Greenaway’s paintings were reproduced by chromoxylography, by which the colours were printed from hand-engraved wood blocks by the firm of Edmund Evans. Through the 1880s and 1890s, her only rivals in popularity in children’s book illustration were Walter Crane and Randolph Caldecott.
“Kate Greenaway” children, all of them little girls and boys too young to be put in trousers, according to the conventions of the time, were dressed in her own versions of late eighteenth century and Regency fashions: smock-frocks and skeleton suits for boys, high-waisted pinafores and dresses with mobcaps and straw bonnets for girls. The influence of children’s clothes in portraits by British painter John Hoppner (1758–1810) may have provided her some inspiration. Liberty of London adapted Kate Greenaway’s drawings as designs for actual children’s clothes. A full generation of mothers in the liberal-minded “artistic” British circles who called themselves “The Souls” and embraced the Arts and Crafts movement dressed their daughters in Kate Greenaway pantaloons and bonnets in the 1880s and 1890s.
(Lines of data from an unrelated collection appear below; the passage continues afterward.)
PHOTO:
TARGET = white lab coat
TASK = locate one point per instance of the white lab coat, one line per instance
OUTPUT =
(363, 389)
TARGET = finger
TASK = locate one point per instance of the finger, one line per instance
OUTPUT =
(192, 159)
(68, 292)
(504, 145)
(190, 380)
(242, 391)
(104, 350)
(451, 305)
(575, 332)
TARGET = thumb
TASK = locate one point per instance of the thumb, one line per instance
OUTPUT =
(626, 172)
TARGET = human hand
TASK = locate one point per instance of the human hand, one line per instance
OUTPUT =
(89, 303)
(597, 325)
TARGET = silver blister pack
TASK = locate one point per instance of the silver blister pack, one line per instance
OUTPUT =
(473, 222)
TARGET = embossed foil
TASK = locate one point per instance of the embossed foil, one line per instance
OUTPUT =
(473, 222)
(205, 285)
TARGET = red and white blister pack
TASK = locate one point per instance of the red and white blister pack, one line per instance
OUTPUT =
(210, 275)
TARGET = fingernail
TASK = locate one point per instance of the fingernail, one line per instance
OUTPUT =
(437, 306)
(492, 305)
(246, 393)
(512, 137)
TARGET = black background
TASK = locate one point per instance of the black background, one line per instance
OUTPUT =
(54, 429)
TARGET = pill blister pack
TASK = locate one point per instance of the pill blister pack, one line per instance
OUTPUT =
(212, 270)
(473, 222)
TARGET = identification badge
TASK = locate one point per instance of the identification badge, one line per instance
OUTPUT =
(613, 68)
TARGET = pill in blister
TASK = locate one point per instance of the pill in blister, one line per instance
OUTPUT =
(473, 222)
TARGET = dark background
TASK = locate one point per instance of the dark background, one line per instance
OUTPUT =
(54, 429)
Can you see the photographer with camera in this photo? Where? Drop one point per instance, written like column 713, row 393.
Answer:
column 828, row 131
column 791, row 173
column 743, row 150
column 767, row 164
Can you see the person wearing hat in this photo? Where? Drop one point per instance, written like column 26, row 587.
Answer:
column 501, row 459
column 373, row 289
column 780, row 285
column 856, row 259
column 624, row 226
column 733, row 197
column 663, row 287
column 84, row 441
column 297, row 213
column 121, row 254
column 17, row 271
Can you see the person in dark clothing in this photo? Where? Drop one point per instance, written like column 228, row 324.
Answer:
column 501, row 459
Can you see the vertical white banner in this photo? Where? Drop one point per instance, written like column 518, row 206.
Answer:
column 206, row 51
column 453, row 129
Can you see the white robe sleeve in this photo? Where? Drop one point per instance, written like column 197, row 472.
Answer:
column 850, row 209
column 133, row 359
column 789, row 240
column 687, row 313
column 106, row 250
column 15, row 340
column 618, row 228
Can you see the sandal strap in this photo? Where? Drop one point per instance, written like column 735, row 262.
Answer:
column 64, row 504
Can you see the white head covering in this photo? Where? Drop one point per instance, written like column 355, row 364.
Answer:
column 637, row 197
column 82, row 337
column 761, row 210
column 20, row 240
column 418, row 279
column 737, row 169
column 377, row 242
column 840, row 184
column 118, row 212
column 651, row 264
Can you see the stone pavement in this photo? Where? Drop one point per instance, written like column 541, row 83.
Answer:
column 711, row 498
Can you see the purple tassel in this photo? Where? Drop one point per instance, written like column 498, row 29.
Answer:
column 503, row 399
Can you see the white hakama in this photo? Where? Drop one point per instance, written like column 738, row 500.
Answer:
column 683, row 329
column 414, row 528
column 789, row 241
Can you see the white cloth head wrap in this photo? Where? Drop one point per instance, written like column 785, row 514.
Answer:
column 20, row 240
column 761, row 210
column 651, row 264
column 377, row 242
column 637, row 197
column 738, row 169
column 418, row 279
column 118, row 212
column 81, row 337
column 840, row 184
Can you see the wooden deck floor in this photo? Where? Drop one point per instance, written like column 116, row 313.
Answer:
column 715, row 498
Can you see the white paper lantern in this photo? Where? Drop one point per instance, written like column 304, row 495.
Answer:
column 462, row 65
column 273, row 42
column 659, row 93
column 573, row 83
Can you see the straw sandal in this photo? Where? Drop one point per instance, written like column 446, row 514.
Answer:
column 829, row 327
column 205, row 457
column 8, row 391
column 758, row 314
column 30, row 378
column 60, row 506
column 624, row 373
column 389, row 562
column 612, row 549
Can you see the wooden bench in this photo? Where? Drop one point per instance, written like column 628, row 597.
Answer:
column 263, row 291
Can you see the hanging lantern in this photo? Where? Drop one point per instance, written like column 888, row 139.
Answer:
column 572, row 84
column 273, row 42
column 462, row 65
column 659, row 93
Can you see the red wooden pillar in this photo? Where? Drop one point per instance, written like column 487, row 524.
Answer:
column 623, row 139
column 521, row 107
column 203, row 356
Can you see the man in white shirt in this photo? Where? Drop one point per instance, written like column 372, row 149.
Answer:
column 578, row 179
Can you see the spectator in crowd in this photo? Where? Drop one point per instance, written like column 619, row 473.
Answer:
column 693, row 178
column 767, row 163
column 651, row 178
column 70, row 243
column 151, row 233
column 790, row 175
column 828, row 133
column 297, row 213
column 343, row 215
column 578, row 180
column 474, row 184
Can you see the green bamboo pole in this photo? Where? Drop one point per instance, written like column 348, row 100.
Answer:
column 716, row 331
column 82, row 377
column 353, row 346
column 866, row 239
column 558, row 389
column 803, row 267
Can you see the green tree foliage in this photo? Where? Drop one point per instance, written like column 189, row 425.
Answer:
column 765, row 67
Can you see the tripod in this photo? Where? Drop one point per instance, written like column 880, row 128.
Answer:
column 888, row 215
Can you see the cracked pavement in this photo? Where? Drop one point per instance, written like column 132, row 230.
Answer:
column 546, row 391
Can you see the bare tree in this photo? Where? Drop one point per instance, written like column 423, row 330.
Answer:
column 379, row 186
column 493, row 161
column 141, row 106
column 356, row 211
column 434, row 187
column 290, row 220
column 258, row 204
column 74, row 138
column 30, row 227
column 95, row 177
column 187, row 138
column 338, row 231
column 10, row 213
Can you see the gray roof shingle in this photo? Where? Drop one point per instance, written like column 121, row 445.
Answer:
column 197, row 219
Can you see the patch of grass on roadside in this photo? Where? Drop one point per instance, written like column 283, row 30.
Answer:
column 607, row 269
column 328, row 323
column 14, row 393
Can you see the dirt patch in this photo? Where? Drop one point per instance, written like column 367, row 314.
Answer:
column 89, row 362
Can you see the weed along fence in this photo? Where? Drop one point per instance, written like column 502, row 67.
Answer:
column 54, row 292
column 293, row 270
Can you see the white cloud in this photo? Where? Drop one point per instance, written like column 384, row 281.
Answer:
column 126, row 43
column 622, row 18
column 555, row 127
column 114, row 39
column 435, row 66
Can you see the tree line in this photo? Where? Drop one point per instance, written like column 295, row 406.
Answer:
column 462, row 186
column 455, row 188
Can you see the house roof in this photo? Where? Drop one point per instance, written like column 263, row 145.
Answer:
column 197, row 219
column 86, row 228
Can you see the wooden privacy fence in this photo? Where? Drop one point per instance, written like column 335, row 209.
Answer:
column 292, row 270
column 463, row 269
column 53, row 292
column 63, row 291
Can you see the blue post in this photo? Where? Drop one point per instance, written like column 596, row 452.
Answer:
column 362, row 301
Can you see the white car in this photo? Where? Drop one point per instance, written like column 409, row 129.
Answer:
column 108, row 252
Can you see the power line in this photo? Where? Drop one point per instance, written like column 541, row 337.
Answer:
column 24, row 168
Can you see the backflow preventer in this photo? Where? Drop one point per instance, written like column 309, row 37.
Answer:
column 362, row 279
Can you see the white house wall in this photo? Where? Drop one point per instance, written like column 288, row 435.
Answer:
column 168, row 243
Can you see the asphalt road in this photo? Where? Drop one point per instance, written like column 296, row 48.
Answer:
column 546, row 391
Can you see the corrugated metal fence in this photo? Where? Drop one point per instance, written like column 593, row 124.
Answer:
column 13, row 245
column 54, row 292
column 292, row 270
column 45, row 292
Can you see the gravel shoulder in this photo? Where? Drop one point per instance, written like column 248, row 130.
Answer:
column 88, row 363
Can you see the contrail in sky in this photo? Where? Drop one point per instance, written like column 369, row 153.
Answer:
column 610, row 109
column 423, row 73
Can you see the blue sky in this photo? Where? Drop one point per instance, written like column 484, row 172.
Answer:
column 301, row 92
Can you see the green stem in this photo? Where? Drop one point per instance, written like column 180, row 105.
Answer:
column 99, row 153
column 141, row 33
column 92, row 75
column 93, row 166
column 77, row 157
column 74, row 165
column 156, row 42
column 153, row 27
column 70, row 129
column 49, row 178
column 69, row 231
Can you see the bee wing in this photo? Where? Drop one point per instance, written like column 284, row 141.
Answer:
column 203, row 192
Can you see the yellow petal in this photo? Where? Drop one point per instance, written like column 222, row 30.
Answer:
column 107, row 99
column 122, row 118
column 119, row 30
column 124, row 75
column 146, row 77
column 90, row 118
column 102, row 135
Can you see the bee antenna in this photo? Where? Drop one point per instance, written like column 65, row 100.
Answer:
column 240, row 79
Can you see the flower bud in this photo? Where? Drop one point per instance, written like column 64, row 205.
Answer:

Greenaway was elected to membership of the Royal Institute of Painters in Water Colours in 1889. She lived in an Arts and Crafts style house she commissioned from Richard Norman Shaw in Frognal, London, although she spent summers in Rolleston, near Southwell.
Greenaway averaged 3 books a year at her height and illustrated over 60 titles. She died of breast cancer in 1901 at the age of 55. She is buried in Hampstead Cemetery, London. The Kate Greenaway Medal, established in her honour in 1955, is awarded annually by the Chartered Institute of Library and Information Professionals in the UK to an illustrator of children’s books.